My first, and most simple solution, is to simply limit the number of spells allowed to be stored and reused in any given day to the maximum number allowed to be stored in the Rod. In the case of a normal Rod of Absorption, that is 50 spell levels. Allowing that number of spell levels to be absorbed and reused in any given game day seemed to allowed for the impressive utility of the item but provided checks and balances to avoid spellcasters abusing it during every single game session.

Other thoughts or ideas on the issue? I certainly do not want to Rule Zero the item. I just want to find the line between utility and potential for continued abuse.


----------



## Nifft (Jan 1, 2005)

Uh, yeah, like you said: they can only do this for 50 spell levels total before their trick stops working. They use a limited resource, they get a benefit. Sounds like a good use of a good magic item, and everything's working nicely.

"Let" them keep doing it, until the Rod runs out of charges. Then, let them either make more Rods or spend time & money looking for and buying new ones.

 -- N


----------



## Altamont Ravenard (Jan 1, 2005)

(this should probably go in the Rules Forum)



			
				SRD said:
			
		

> Absorption: This rod acts as a magnet, drawing spells or spell-like abilities into itself. *The magic absorbed must be a single-target spell* or a ray directed at either the character possessing the rod or her gear. The rod then nullifies the spell’s effect and stores its potential until the wielder releases this energy in the form of spells of her own. She can instantly detect a spell’s level as the rod absorbs that spell’s energy. Absorption requires no action on the part of the user if the rod is in hand at the time.
> A running total of absorbed (and used) spell levels should be kept. The wielder of the rod can use captured spell energy *to cast any spell she has prepared*, without expending the preparation itself. The only restrictions are that the levels of spell energy stored in the rod must be equal to or greater than the level of the spell the wielder wants to cast, that any material components required for the spell be present, and that the rod be in hand when casting. For casters such as bards or sorcerers who do not prepare spells, the rod’s energy can be used to cast any spell of the appropriate level or levels that they know.
> A rod of absorption absorbs a maximum of fifty spell levels and can thereafter only discharge any remaining potential it might have. *The rod cannot be recharged*. The wielder knows the rod’s remaining absorbing potential and current amount of stored energy.




First of all, Magic Missile can't be used, IMO, to charge a Rod of Absorption, since it is not a single-target spell.

Also, when the rod is in hand, the wielder _cannot_ choose not to use it. If the wielder receives a cure spell, the spell is absorbed.

For spellcasters that prepare spells, the spell must still be in the caster's "memory" for him to use the Rod to cast it. If your wizard has used all of his high-level spells, a Rod of Absorption won't do him any good. For spontaneous casters, there are no problems.

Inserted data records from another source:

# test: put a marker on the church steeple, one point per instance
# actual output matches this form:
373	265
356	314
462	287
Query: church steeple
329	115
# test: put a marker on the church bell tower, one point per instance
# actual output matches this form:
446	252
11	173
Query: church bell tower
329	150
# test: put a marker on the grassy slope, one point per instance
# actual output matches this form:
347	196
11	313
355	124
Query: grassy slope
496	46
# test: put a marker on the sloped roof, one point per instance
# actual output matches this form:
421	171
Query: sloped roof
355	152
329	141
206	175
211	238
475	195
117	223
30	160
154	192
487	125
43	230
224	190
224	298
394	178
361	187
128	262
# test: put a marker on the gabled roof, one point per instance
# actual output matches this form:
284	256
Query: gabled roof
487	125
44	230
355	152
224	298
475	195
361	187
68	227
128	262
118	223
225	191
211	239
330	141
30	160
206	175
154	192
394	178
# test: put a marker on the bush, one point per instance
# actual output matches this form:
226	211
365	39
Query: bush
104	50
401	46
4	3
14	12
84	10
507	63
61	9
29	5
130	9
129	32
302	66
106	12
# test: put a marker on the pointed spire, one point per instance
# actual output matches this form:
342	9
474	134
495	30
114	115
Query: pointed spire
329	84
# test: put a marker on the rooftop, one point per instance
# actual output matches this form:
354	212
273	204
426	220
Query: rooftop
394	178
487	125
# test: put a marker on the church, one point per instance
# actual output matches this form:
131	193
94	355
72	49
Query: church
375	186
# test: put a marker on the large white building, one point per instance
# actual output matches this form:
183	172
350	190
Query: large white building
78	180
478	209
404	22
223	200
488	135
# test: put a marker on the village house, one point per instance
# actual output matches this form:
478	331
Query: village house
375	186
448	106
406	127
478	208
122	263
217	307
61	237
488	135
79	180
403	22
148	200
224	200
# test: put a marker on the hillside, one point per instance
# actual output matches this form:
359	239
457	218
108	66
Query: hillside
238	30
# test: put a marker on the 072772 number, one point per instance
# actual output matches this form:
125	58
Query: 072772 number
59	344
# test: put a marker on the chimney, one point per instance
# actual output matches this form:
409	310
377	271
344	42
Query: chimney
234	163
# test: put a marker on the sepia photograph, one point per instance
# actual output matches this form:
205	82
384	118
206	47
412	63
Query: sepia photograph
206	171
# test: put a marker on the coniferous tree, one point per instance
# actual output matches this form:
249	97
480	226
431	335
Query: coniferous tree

Finally, the way I read it, the Rod can't be used over and over again. Once 50 spell levels have been absorbed, and 50 spell levels have been used to cast spell, the Rod is burnt and useless. The Rod doesn't "lose" spell levels when the spells are cast.

50,000 gp would be very cheap for a magic item that basically lets you cast 5 9th-level spells every day for free, since 5 9th-level scrolls would cost ~20,000 gp. Every day.

Hope this helps!

AR


----------



## Mouseferatu (Jan 1, 2005)

Altamont Ravenard said:
			
		

> (this should probably go in the Rules Forum)
> 
> 
> 
> ...




Exactly. It's like any charged item. Once it's out, it's _out_. It goes from being a _rod of absorption_ to being a really pretty stick. And unless they made it, as opposed to finding it, there's no guarantee it had all 50 charges to start with. (Unless you've already told them it did, if/when the cast _identify_ or the like.)

So even if you can't find a way around the abuse, consider the fact that it's a temporary situation.

That said, everything else Altamont said is also accurate; it's not always going to do what the players need it to.


----------



## Taluron (Jan 2, 2005)

cjdc1973 said:
			
		

> Effectively, they had stumbled onto the use of the Rod as a battery for spells and a means to recharge high level spells slots using lower level spells.




Um, yeah, that's pretty much exactly the use for the Rod of Absorption. Where the spells come from may be unconventional but that is the use/intent of a RoA AFIAK.


----------